AUTISM

        During the first half of twentieth century, there were variety of descriptions for autistic-like syndromes. The terminology was primarily used to reflect the general assumption that autism was the very early onset of adult-type psychoses. The syndrome identified in 1943 by a psychiatrist, Leo Kanner, who distinguished the characteristics and symptoms of autism so that it could be differentiated from mental retardation or childhood schizophrenia. The most fundamental symptom of autism as he described it was “extreme autistic aloneness” and he spent further emphasis on the emotional coldness and obsessive qualities that he saw in the parents. In his research, Kanner’s description of the syndrome of infantile autism was an exception to preceding misconceptions. He set his diagnostic criteria based on specific child behaviors as he observed them rather than in terms of modifications of adult-psychosis criteria.

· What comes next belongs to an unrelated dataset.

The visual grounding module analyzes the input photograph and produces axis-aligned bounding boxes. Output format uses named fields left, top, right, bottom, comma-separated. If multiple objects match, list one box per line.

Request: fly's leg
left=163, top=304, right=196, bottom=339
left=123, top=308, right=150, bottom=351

Furthermore, it is often hard to differentiate between autism and mental retardation because most of autistic children score below 70 on IQ tests. Patients of Autism were characterized by an inability to relate themselves to other people, a delay in the acquisition of speech together with abnormalities of language, an excellent rote memory, and an obsessive desire for the maintenance of sameness. Kanner also suggested that although patients had some inborn unitary defect, the disorder was, in part, due to lack of affection from parents and concluded that Autism was partly psychogenic due to “emotional refrigeration”. It is considered as a serious abnormality in the developmental process that manifest in early infancy, therefore it also differed from symptoms of childhood schizophrenia. It is for this reason that the American Psychiatric Association (1980) classification, DSM-III, categorized autism under pervasive developmental disorders. APA and the World Health Organization concentrated on four main sets of diagnostic criteria.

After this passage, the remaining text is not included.